Мы блуждали одни в покинутом древнем храме, сыром и гулком Посмотрели врубелевский «надгробный плач» в нише, – краска масляная облупилась, висела чешуйками. Зашли в алтарь, поднялись на хоры, где Дух Святой нисходит на апостолов. Потом моя спутница собралась уходить, а мне не хотелось. Я еще долго в полном одиночестве разглядывала апостолов. Спустилась вниз. На свитке одного из древних ангелов разобрала надпись: «На тех, кто с нечистым сердцем входит в сей чистый дом Бога, обрушу меч свой» (приблизительно так). И вдруг в церкви начало неудержимо и быстро темнеть, почернели святые лики, помрачнел маленький загадочный, какого-то монгольского типа Христос над дверью.
Стало почти как ночью – и ударил гром. Гроза. Может быть, они хотят на меня обрушить меч свой? Тут уж я поскорее вышла и возвращалась домой под проливным дождем. А меч – меч потом обрушился трижды. Не сразу, через несколько месяцев.
Иногда мне думается: каждый получает то, что он заслужил, и даже то, чего бессознательно хотел, не понимая, какие при том будут побочные явления и последствия. Трагикомическая судьба Марьи Захарьевны, задвинутой выдвиженки, могла ли сложиться иначе? Если бы даже ее никуда не выдвигали и если бы ее не обездолила окончательно война, все равно ее участь была задана ею же самой, роковыми ножницами между претензиями и возможностями, между романтическими порывами и невысоким потолком ее натуры. Но это же и облегчало ее крест. Она была так обольщена собой, своими поэтическими и прочими талантами, что это ее поддерживало, помогало сносить нищету и брошенность.
Я провела у нее целый месяц не только потому, что другого жилья не подвертывалось; жилье получше и почище найти можно было, если поискать, но мне чем-то нравилась моя странная хозяйка, несмотря на ее «балакучесть» и все остальное. Как-то все подходило одно к одному: город, лежащий в развалинах, но живой, упорная Оранта – «нерушимая стена», мистические лики святых Врубеля и эта полуодичавшая женщина в лохмотьях, поющая надтреснутым задыхающимся голосом:
ЦЫган без дома,
ЦЫган без хаты,
ЦЫган счастливый,
ЦЫган богатый.
Тогда, в этот мой киевский месяц, в газетах было опубликовано лаконичное, в несколько строк, сообщение об атомных бомбах, сброшенных на Хиросиму и Нагасаки. Особенного впечатления оно ни на кого не произвело. Ну, еще одна бомба,– киевлян бомбами не удивишь. Никто не почувствовал начала ново эры. Разве что высказывали удовлетворение: теперь и Япония выведена из строя, значит войне конец.

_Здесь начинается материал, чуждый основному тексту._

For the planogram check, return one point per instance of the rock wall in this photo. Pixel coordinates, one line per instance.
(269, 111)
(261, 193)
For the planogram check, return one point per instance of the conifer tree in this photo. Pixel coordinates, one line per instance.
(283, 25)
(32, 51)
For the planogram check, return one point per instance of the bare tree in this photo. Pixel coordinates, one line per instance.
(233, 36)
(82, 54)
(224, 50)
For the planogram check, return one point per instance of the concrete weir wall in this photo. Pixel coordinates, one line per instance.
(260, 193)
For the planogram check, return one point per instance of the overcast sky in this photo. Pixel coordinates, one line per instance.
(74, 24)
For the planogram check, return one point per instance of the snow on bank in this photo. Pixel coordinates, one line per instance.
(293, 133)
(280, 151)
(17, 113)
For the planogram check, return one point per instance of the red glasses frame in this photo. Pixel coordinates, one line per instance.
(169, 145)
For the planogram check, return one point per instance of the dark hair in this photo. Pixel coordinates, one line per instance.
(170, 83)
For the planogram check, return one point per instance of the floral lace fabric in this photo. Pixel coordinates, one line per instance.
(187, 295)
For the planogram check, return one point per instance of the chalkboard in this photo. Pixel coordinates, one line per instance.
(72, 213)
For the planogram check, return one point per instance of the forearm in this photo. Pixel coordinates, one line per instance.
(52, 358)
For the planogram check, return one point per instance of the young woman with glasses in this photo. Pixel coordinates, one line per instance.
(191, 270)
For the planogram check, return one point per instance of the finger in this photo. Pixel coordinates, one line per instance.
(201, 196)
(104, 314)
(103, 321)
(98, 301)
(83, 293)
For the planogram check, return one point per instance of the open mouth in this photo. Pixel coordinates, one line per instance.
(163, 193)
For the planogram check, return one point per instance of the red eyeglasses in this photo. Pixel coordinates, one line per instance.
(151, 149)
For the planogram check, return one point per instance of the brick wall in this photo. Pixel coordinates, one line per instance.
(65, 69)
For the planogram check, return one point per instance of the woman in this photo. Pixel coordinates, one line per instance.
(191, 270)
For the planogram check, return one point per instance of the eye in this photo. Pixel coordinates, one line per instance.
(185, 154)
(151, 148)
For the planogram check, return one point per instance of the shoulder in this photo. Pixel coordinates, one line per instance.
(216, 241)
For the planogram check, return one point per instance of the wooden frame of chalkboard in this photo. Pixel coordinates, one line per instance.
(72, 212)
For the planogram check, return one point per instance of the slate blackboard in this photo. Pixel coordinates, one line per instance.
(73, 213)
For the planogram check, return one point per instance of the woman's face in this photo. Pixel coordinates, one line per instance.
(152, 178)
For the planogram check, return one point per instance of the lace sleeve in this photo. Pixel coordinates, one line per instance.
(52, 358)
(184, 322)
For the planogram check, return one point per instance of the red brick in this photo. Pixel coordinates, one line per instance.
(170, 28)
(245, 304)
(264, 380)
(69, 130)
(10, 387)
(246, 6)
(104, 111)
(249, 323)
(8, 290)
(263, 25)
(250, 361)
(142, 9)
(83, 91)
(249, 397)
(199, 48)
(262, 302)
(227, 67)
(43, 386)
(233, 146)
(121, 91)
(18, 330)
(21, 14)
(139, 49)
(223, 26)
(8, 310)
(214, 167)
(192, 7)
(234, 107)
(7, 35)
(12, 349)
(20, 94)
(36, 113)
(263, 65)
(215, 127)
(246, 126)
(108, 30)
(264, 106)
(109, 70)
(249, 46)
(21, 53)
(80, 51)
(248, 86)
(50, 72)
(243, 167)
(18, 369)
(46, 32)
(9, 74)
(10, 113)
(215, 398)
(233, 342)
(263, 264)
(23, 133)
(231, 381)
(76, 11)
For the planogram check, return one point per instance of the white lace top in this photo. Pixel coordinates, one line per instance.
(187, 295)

Вскоре я вернулась в Москву, а в ноябре получила от Марьи Захарьевны письмо, оно у меня сохранилось. она писала: научные сотрудники попрежнему хотят от нее избавиться и держат на положении уборщицы, она продолжает собирать материалы о Костенко, Юзек продолжает «дуться» и ни разу к ней не заглянул. Сын не приехал, но она надеется, -- киевский завод послал ему вызов. «Наш музей I/ХП открывается, я буду слушать экскурсии, и как у меня от этого душа будет болеть... Письмо мое вышито мрачными узорами и на грустной канве... Но я еще воспрянула духом, если бы вернулась любимая мне работа».
А в конце: «Я с удовольствием прочитала, что у вас идет ремонт Кремлевских звезд, что будут они теперь еще лучше, чем рубиновые... Воображаю, какая это красота! Сказочный Кремль снова чарует глаз, волнует крылатую душу поэта".
Больше я о ней ничего не слыхала. А диссертацию о Врубеле к защите не приняли -- и хорошо сделали: уж очень она была в духе Марьи Захарьевны.